2.2.2 Filtration. Filtration is a common and effective deposition method. It typically entails the flow-directed filtration of an aqueous or organic suspension of nanomaterials over a support, which is driven by vacuum or pressure, called vacuum filtration or pressure filtration, respectively (Fig. 3(b)). Filtration can assemble a completely disordered nanomaterial suspension into a highly ordered membrane with some specific features, such as uniform and controlled mass transport channels, as well as controlled membrane thickness, which can be effectively tuned from several nanometers to several micrometers, by changing the amount of filtered suspension. Accordingly, the filtration method exhibits lots of advantages in membrane fabrication, including fast build-up, inexpensive, flexible materials selection, easy scale-up, etc. Due to the distinct character of ultrathin sheets, 2D materials can be easily assembled to fabricate an interlocking, layered structure on the substrate. Also, there are substantial efforts devoted to control the nanochannels and the bulk structures of the membranes.
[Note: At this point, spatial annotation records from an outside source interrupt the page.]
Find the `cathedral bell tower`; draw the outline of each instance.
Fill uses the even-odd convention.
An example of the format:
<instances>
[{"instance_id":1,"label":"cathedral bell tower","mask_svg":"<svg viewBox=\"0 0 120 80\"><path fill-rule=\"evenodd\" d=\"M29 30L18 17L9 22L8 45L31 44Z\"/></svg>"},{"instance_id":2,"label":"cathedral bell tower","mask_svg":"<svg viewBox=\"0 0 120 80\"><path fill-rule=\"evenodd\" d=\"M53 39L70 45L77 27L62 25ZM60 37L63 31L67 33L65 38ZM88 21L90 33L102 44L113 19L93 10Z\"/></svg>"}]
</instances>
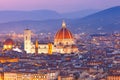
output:
<instances>
[{"instance_id":1,"label":"cathedral bell tower","mask_svg":"<svg viewBox=\"0 0 120 80\"><path fill-rule=\"evenodd\" d=\"M27 53L31 53L31 30L24 30L24 50Z\"/></svg>"}]
</instances>

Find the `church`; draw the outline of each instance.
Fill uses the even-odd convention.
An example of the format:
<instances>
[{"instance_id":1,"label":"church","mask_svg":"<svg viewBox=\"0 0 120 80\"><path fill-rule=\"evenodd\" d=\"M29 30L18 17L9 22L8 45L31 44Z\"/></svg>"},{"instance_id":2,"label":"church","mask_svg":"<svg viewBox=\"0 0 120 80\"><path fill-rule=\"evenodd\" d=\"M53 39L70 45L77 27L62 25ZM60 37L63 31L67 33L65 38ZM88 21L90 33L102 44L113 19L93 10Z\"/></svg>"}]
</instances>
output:
<instances>
[{"instance_id":1,"label":"church","mask_svg":"<svg viewBox=\"0 0 120 80\"><path fill-rule=\"evenodd\" d=\"M75 44L74 36L69 29L67 29L66 23L62 22L62 28L58 30L54 36L54 42L48 42L46 44L39 44L36 40L35 43L31 41L32 32L30 29L24 30L24 50L31 54L52 54L62 53L70 54L77 53L78 48Z\"/></svg>"}]
</instances>

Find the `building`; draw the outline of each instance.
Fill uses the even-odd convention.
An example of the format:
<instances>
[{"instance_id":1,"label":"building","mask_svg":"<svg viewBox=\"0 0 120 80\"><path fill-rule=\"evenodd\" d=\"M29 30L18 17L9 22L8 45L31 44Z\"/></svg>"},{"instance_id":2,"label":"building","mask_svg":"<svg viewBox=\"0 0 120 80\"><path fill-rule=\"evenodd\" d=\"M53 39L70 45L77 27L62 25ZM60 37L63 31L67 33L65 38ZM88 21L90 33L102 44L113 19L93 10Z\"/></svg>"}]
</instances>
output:
<instances>
[{"instance_id":1,"label":"building","mask_svg":"<svg viewBox=\"0 0 120 80\"><path fill-rule=\"evenodd\" d=\"M54 37L54 43L41 43L36 40L35 43L31 41L31 30L24 30L24 50L27 53L74 53L78 52L75 45L73 34L67 29L66 23L63 21L62 28L58 30Z\"/></svg>"},{"instance_id":2,"label":"building","mask_svg":"<svg viewBox=\"0 0 120 80\"><path fill-rule=\"evenodd\" d=\"M12 39L6 39L4 42L3 50L12 50L14 47L14 41Z\"/></svg>"}]
</instances>

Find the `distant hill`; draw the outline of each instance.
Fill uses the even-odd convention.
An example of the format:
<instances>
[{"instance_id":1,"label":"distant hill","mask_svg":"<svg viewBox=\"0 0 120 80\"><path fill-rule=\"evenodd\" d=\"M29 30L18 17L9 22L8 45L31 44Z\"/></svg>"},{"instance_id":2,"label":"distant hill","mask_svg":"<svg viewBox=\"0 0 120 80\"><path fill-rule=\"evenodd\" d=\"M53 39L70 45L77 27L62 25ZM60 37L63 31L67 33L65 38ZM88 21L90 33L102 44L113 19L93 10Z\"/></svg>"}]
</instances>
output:
<instances>
[{"instance_id":1,"label":"distant hill","mask_svg":"<svg viewBox=\"0 0 120 80\"><path fill-rule=\"evenodd\" d=\"M0 11L0 23L21 20L48 20L59 19L61 15L51 10L34 11Z\"/></svg>"},{"instance_id":2,"label":"distant hill","mask_svg":"<svg viewBox=\"0 0 120 80\"><path fill-rule=\"evenodd\" d=\"M120 6L105 9L95 14L75 20L76 28L82 31L120 31Z\"/></svg>"},{"instance_id":3,"label":"distant hill","mask_svg":"<svg viewBox=\"0 0 120 80\"><path fill-rule=\"evenodd\" d=\"M56 13L57 14L57 13ZM58 17L60 17L58 15ZM64 18L65 19L65 18ZM36 32L56 32L61 27L62 18L50 20L22 20L1 23L1 32L22 32L27 26ZM113 32L120 31L120 6L112 7L88 15L84 18L65 19L67 26L72 32Z\"/></svg>"}]
</instances>

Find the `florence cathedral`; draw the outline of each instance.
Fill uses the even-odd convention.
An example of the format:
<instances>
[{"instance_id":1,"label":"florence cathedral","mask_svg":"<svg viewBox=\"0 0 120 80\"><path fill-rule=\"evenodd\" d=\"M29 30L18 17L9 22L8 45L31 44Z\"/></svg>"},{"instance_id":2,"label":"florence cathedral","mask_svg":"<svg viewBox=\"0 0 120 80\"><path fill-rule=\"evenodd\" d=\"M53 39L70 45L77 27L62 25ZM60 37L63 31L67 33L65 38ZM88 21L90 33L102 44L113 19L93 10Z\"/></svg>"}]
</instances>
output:
<instances>
[{"instance_id":1,"label":"florence cathedral","mask_svg":"<svg viewBox=\"0 0 120 80\"><path fill-rule=\"evenodd\" d=\"M78 48L75 44L73 34L67 29L66 23L63 21L62 28L57 31L54 36L53 43L42 44L38 40L33 43L31 41L32 31L30 29L24 30L24 50L31 54L52 54L52 53L76 53Z\"/></svg>"}]
</instances>

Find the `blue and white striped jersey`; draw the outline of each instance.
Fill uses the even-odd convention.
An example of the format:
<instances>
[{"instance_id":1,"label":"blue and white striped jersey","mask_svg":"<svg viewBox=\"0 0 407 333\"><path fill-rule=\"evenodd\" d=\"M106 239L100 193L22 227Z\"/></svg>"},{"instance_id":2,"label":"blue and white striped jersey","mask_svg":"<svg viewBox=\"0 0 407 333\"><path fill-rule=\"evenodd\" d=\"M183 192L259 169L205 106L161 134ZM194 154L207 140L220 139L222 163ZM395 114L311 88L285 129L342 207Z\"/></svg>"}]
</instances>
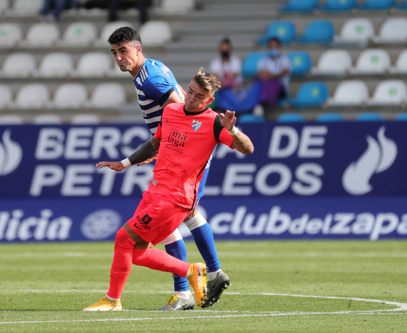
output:
<instances>
[{"instance_id":1,"label":"blue and white striped jersey","mask_svg":"<svg viewBox=\"0 0 407 333\"><path fill-rule=\"evenodd\" d=\"M175 90L183 101L184 94L172 72L158 60L146 59L133 81L141 113L154 135L171 93Z\"/></svg>"}]
</instances>

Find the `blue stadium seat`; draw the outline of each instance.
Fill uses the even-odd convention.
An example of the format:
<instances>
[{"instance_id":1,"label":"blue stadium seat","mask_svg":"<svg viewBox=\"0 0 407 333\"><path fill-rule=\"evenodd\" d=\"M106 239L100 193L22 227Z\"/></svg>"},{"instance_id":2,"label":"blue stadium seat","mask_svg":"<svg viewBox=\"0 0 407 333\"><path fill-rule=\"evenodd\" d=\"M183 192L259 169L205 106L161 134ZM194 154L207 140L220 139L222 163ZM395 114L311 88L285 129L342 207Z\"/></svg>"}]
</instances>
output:
<instances>
[{"instance_id":1,"label":"blue stadium seat","mask_svg":"<svg viewBox=\"0 0 407 333\"><path fill-rule=\"evenodd\" d=\"M289 44L297 36L295 26L291 21L275 21L268 26L264 35L257 40L262 45L266 45L269 40L273 37L277 37L283 44Z\"/></svg>"},{"instance_id":2,"label":"blue stadium seat","mask_svg":"<svg viewBox=\"0 0 407 333\"><path fill-rule=\"evenodd\" d=\"M318 0L288 0L287 4L280 8L283 12L312 11L318 6Z\"/></svg>"},{"instance_id":3,"label":"blue stadium seat","mask_svg":"<svg viewBox=\"0 0 407 333\"><path fill-rule=\"evenodd\" d=\"M356 120L358 121L383 121L383 117L380 113L365 112L358 116Z\"/></svg>"},{"instance_id":4,"label":"blue stadium seat","mask_svg":"<svg viewBox=\"0 0 407 333\"><path fill-rule=\"evenodd\" d=\"M388 9L396 3L396 0L365 0L358 7L362 9Z\"/></svg>"},{"instance_id":5,"label":"blue stadium seat","mask_svg":"<svg viewBox=\"0 0 407 333\"><path fill-rule=\"evenodd\" d=\"M283 113L277 117L278 122L298 122L304 121L304 117L300 113Z\"/></svg>"},{"instance_id":6,"label":"blue stadium seat","mask_svg":"<svg viewBox=\"0 0 407 333\"><path fill-rule=\"evenodd\" d=\"M287 56L291 62L291 73L293 75L305 75L312 67L311 57L308 52L293 51L287 53Z\"/></svg>"},{"instance_id":7,"label":"blue stadium seat","mask_svg":"<svg viewBox=\"0 0 407 333\"><path fill-rule=\"evenodd\" d=\"M344 117L339 113L321 113L317 117L317 121L342 121Z\"/></svg>"},{"instance_id":8,"label":"blue stadium seat","mask_svg":"<svg viewBox=\"0 0 407 333\"><path fill-rule=\"evenodd\" d=\"M298 89L294 99L289 103L297 108L320 106L329 96L328 87L323 82L307 82Z\"/></svg>"},{"instance_id":9,"label":"blue stadium seat","mask_svg":"<svg viewBox=\"0 0 407 333\"><path fill-rule=\"evenodd\" d=\"M257 73L257 62L260 59L267 57L266 52L251 52L249 53L243 61L242 74L243 77L247 79L254 76Z\"/></svg>"},{"instance_id":10,"label":"blue stadium seat","mask_svg":"<svg viewBox=\"0 0 407 333\"><path fill-rule=\"evenodd\" d=\"M335 34L335 29L327 20L311 21L305 27L302 37L298 42L306 43L329 43Z\"/></svg>"},{"instance_id":11,"label":"blue stadium seat","mask_svg":"<svg viewBox=\"0 0 407 333\"><path fill-rule=\"evenodd\" d=\"M323 11L350 11L357 5L357 0L326 0L324 6L319 9Z\"/></svg>"},{"instance_id":12,"label":"blue stadium seat","mask_svg":"<svg viewBox=\"0 0 407 333\"><path fill-rule=\"evenodd\" d=\"M255 116L252 113L244 113L237 118L239 123L264 123L266 121L264 116Z\"/></svg>"}]
</instances>

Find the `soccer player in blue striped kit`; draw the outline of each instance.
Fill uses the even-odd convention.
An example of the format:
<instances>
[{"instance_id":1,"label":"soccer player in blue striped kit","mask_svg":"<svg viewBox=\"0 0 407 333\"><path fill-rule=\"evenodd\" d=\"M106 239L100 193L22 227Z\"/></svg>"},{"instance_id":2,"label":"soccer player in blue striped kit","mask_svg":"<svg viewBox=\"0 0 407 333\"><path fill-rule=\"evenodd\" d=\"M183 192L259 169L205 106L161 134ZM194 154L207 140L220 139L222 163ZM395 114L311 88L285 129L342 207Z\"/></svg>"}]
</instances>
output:
<instances>
[{"instance_id":1,"label":"soccer player in blue striped kit","mask_svg":"<svg viewBox=\"0 0 407 333\"><path fill-rule=\"evenodd\" d=\"M184 92L171 71L162 62L146 59L142 52L141 39L131 28L123 27L115 31L107 41L117 64L122 71L128 71L133 78L140 108L151 134L157 130L161 121L163 109L173 103L183 103ZM138 165L149 163L156 157ZM124 160L122 162L128 162ZM197 210L199 199L204 194L204 187L210 164L208 161L201 181L196 204L184 220L192 234L195 244L205 260L208 270L206 306L213 304L220 298L223 290L230 285L230 279L221 269L209 225ZM163 241L169 254L184 261L186 260L186 248L177 229ZM188 286L188 280L173 275L175 291L168 304L159 310L178 311L193 309L195 301Z\"/></svg>"}]
</instances>

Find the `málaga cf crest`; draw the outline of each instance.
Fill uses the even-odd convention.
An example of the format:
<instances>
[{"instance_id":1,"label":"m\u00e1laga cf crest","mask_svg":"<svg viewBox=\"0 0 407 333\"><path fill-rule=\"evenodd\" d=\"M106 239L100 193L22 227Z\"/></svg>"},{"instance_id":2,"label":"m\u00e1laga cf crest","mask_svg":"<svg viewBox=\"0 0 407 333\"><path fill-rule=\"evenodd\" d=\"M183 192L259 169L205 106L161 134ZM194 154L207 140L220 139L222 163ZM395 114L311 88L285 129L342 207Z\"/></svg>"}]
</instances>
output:
<instances>
[{"instance_id":1,"label":"m\u00e1laga cf crest","mask_svg":"<svg viewBox=\"0 0 407 333\"><path fill-rule=\"evenodd\" d=\"M198 121L197 120L194 119L192 121L192 129L194 131L196 131L201 127L201 125L202 124L202 121Z\"/></svg>"}]
</instances>

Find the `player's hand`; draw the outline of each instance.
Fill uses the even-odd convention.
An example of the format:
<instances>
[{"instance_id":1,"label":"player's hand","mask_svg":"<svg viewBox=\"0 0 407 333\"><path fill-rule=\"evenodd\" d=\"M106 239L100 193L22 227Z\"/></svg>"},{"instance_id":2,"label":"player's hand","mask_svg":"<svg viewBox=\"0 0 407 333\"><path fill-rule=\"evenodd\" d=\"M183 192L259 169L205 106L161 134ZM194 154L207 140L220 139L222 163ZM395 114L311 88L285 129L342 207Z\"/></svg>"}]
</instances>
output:
<instances>
[{"instance_id":1,"label":"player's hand","mask_svg":"<svg viewBox=\"0 0 407 333\"><path fill-rule=\"evenodd\" d=\"M121 162L106 162L104 161L103 162L99 162L96 163L96 167L99 169L104 166L109 167L112 170L116 171L121 171L125 168Z\"/></svg>"},{"instance_id":2,"label":"player's hand","mask_svg":"<svg viewBox=\"0 0 407 333\"><path fill-rule=\"evenodd\" d=\"M236 117L234 116L234 111L227 110L225 114L221 113L221 125L228 130L232 130L236 122Z\"/></svg>"},{"instance_id":3,"label":"player's hand","mask_svg":"<svg viewBox=\"0 0 407 333\"><path fill-rule=\"evenodd\" d=\"M147 163L149 163L150 162L152 162L153 161L155 161L157 159L157 157L158 155L158 154L156 154L154 156L150 157L149 159L147 159L145 161L143 161L142 162L140 162L140 163L137 163L137 166L140 166L140 165L142 165L143 164L146 164Z\"/></svg>"}]
</instances>

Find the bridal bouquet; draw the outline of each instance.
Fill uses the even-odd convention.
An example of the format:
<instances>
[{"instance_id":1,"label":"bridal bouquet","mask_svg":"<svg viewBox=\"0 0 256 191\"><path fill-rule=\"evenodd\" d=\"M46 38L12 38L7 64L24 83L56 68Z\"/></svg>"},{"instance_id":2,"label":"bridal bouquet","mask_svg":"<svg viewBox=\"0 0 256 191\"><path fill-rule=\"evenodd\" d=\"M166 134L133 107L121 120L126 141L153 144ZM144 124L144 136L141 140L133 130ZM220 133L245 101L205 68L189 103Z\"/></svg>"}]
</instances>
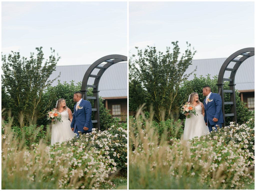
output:
<instances>
[{"instance_id":1,"label":"bridal bouquet","mask_svg":"<svg viewBox=\"0 0 256 191\"><path fill-rule=\"evenodd\" d=\"M187 102L182 107L181 110L182 114L184 114L185 113L188 113L189 114L186 117L186 118L188 119L191 118L190 114L191 113L194 113L195 115L198 115L196 112L196 109L194 106L189 102Z\"/></svg>"},{"instance_id":2,"label":"bridal bouquet","mask_svg":"<svg viewBox=\"0 0 256 191\"><path fill-rule=\"evenodd\" d=\"M61 120L62 122L63 121L61 120L61 115L57 111L52 110L50 111L48 111L47 114L47 120L50 120L51 121L52 120L54 119L54 121L52 121L52 124L56 124L57 120L60 122Z\"/></svg>"}]
</instances>

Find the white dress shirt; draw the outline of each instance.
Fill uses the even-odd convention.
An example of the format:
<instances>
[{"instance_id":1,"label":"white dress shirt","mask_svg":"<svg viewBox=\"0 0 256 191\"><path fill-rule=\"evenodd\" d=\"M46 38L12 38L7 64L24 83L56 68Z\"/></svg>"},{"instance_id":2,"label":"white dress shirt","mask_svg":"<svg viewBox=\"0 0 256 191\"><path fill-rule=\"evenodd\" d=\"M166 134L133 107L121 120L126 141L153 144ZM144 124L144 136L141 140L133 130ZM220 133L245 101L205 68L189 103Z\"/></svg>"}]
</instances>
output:
<instances>
[{"instance_id":1,"label":"white dress shirt","mask_svg":"<svg viewBox=\"0 0 256 191\"><path fill-rule=\"evenodd\" d=\"M81 98L81 99L79 100L79 101L78 101L78 102L77 103L77 105L76 106L76 110L77 111L77 107L79 105L79 104L80 104L80 103L81 103L81 102L82 101L82 98Z\"/></svg>"},{"instance_id":2,"label":"white dress shirt","mask_svg":"<svg viewBox=\"0 0 256 191\"><path fill-rule=\"evenodd\" d=\"M207 99L210 97L210 96L211 95L211 92L210 93L208 94L208 95L206 96L206 98L205 99L205 103L207 104L207 103L208 103L208 101L207 100Z\"/></svg>"}]
</instances>

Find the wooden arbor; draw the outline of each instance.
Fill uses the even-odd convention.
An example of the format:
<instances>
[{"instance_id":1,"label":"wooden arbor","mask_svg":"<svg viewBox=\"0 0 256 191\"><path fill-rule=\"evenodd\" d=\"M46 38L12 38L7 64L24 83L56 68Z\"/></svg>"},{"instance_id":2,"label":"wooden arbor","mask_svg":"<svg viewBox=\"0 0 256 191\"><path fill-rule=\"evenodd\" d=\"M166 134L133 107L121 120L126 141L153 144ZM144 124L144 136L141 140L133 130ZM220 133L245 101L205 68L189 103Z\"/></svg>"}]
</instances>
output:
<instances>
[{"instance_id":1,"label":"wooden arbor","mask_svg":"<svg viewBox=\"0 0 256 191\"><path fill-rule=\"evenodd\" d=\"M248 58L254 55L254 48L247 48L239 50L231 55L223 63L220 68L218 78L218 86L219 94L221 97L222 99L222 112L224 116L224 124L225 124L225 117L233 116L232 120L237 122L237 112L236 105L236 92L235 89L235 76L237 71L241 64L243 61ZM239 56L241 57L237 59L237 57ZM236 62L234 67L232 68L228 68L229 65L231 62ZM229 78L223 78L224 74L226 71L231 71L231 73ZM223 85L224 81L229 81L229 90L224 90ZM224 93L230 94L230 101L224 101ZM225 113L224 106L225 105L231 105L231 113Z\"/></svg>"},{"instance_id":2,"label":"wooden arbor","mask_svg":"<svg viewBox=\"0 0 256 191\"><path fill-rule=\"evenodd\" d=\"M99 83L100 80L102 75L106 71L106 69L114 64L120 62L127 61L127 56L118 54L113 54L108 55L102 57L94 62L88 68L86 71L82 84L82 88L81 92L82 93L82 98L84 99L88 99L94 100L94 108L92 108L92 111L95 112L94 116L95 120L92 120L92 123L96 123L95 127L98 130L100 130L100 111L99 105L99 91L98 89ZM101 64L104 64L103 66ZM99 69L96 75L92 74L92 73L94 69ZM95 70L97 71L98 70ZM94 79L94 83L93 85L87 84L89 78ZM87 87L93 88L92 91L93 93L93 96L87 96Z\"/></svg>"}]
</instances>

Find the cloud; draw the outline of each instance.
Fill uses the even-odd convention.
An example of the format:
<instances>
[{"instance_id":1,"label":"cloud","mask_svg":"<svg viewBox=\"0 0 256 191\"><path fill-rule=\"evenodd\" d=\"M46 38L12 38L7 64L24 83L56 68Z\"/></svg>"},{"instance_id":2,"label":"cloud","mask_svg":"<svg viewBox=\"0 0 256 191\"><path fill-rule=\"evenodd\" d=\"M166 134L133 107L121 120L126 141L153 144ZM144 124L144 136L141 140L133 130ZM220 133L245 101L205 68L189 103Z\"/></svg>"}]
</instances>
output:
<instances>
[{"instance_id":1,"label":"cloud","mask_svg":"<svg viewBox=\"0 0 256 191\"><path fill-rule=\"evenodd\" d=\"M168 24L167 22L162 20L140 20L137 23L142 24L148 24L150 25L164 25Z\"/></svg>"},{"instance_id":2,"label":"cloud","mask_svg":"<svg viewBox=\"0 0 256 191\"><path fill-rule=\"evenodd\" d=\"M17 19L23 15L27 14L41 5L39 2L2 2L2 21L6 22Z\"/></svg>"},{"instance_id":3,"label":"cloud","mask_svg":"<svg viewBox=\"0 0 256 191\"><path fill-rule=\"evenodd\" d=\"M10 26L4 27L2 28L2 29L12 30L29 31L30 32L38 32L41 31L40 30L32 27L24 26Z\"/></svg>"},{"instance_id":4,"label":"cloud","mask_svg":"<svg viewBox=\"0 0 256 191\"><path fill-rule=\"evenodd\" d=\"M148 45L149 46L153 46L155 42L153 41L146 41L141 42L137 42L133 43L130 46L129 49L130 49L134 48L135 46L137 46L139 48L142 48L145 47Z\"/></svg>"}]
</instances>

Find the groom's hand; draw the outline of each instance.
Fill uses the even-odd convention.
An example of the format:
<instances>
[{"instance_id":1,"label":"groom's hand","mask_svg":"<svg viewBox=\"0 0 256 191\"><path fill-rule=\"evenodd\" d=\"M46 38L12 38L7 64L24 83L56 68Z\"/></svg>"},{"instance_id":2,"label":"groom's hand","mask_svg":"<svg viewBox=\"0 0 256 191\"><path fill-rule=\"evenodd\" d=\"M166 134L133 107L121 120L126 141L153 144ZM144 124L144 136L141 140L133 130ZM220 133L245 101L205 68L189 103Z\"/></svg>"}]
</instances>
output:
<instances>
[{"instance_id":1,"label":"groom's hand","mask_svg":"<svg viewBox=\"0 0 256 191\"><path fill-rule=\"evenodd\" d=\"M217 122L218 121L218 119L217 118L214 118L212 120L212 121L215 122Z\"/></svg>"}]
</instances>

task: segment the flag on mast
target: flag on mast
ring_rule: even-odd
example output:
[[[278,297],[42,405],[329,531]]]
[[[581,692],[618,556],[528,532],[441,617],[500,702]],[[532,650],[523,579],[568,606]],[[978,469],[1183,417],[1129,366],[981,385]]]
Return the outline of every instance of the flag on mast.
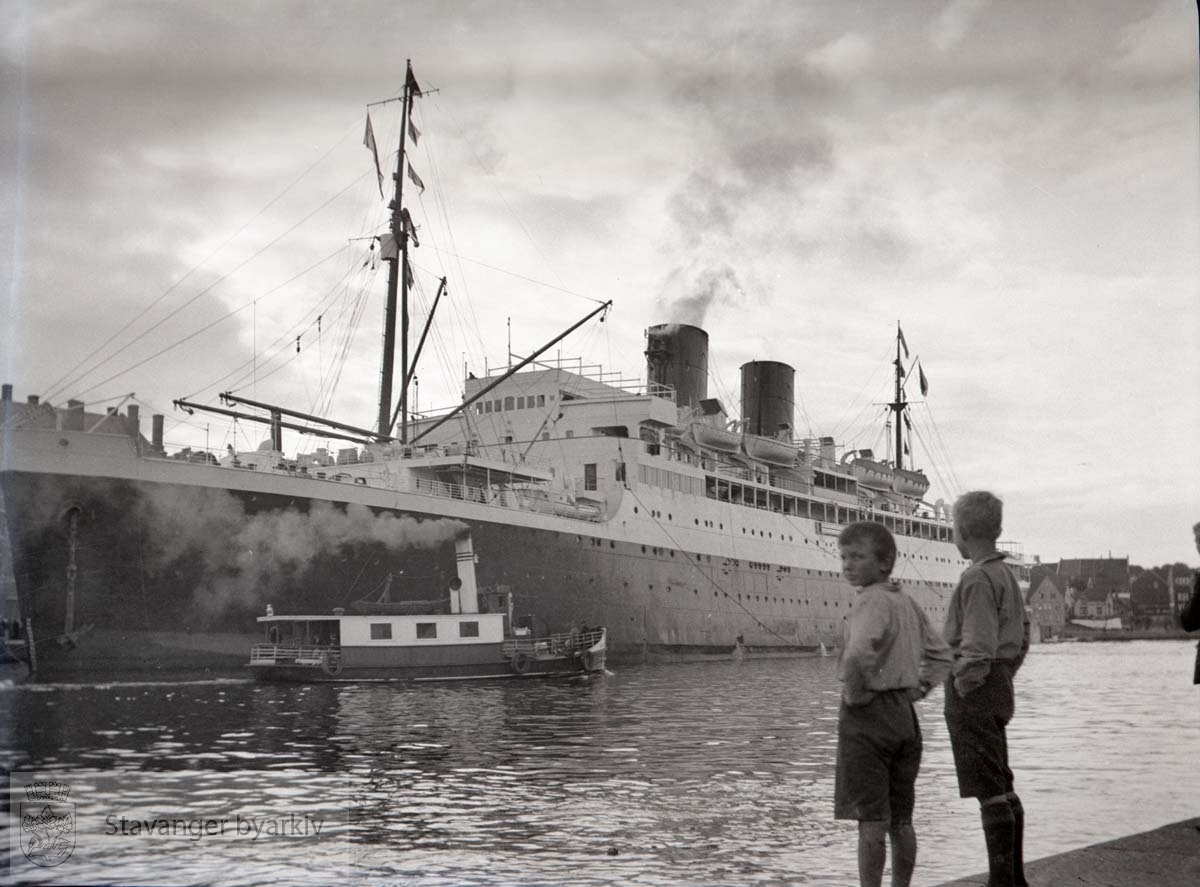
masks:
[[[379,180],[379,197],[383,197],[383,170],[379,168],[379,149],[374,143],[374,130],[371,128],[371,112],[367,112],[367,131],[362,136],[362,144],[371,149],[371,156],[376,162],[376,178]]]
[[[413,184],[416,185],[416,187],[419,187],[421,190],[421,193],[424,194],[425,193],[425,182],[421,181],[421,176],[419,176],[416,174],[416,170],[413,169],[413,164],[412,163],[408,164],[408,178],[413,180]]]

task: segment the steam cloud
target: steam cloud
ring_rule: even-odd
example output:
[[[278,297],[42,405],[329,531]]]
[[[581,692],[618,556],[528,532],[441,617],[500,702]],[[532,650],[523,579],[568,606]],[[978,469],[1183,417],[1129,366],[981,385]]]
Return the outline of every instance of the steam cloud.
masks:
[[[289,508],[247,515],[230,493],[203,489],[148,495],[142,520],[150,529],[149,573],[199,563],[203,580],[192,593],[192,607],[202,624],[233,607],[259,609],[286,599],[289,583],[350,545],[427,550],[468,529],[455,520],[376,515],[356,504],[343,511],[324,502],[312,503],[307,514]]]

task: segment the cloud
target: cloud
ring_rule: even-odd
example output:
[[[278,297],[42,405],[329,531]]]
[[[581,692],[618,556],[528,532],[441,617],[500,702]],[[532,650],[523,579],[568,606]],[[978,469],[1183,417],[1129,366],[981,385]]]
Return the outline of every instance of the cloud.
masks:
[[[954,49],[988,7],[988,0],[952,0],[929,26],[930,41],[938,52]]]

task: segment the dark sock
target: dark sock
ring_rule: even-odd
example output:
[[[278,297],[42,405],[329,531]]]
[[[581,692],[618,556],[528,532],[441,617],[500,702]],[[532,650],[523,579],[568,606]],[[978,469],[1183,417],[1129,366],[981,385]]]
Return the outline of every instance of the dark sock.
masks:
[[[1013,885],[1030,887],[1025,880],[1025,808],[1016,792],[1008,793],[1008,809],[1013,811]]]
[[[984,804],[983,839],[988,845],[988,887],[1013,887],[1013,839],[1015,817],[1007,803]]]

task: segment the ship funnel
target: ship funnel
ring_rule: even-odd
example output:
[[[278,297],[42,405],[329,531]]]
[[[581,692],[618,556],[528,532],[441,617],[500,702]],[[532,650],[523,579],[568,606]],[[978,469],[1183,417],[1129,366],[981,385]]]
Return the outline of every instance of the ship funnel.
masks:
[[[454,540],[454,552],[458,575],[450,583],[450,612],[478,613],[479,587],[475,585],[475,544],[469,533]]]
[[[742,419],[749,434],[791,437],[796,370],[775,360],[742,365]]]
[[[670,385],[680,407],[708,397],[708,334],[698,326],[660,323],[646,332],[646,380]]]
For example, as the major driving forces, vacuum and pressure have different effects on the membrane structures, including membrane morphology, membrane thickness and nanochannel size. Compared with vacuum filtration, pressure filtration produces a flatter membrane surface, with a much denser and more ordered membrane structure. During the filtration process, the driving force is stable for pressure filtration. However, for vacuum filtration, the vacuum decreases as the thickness of the filtration cake grows, which makes the layers near the substrate much more compact, while those far away from the substrate are looser.²⁵ Recent research has focused on the rational control of the interlayer spacing among 2D materials through filtration, to endow the optimized membranes with preferred properties for specific separations. Hence, nanomaterials with other dimensions have been mixed and intercalated into the interlayer, leading to additional flexibility on the control of the nanochannel structure.²⁶ There are still some severe challenges related to membrane stability for long-term operations, including stable adherence of the active layer to the support, as well as stability of the interlayers between 2D materials. Also, the trade-off between membrane permeability and stability needs to be more efficiently addressed.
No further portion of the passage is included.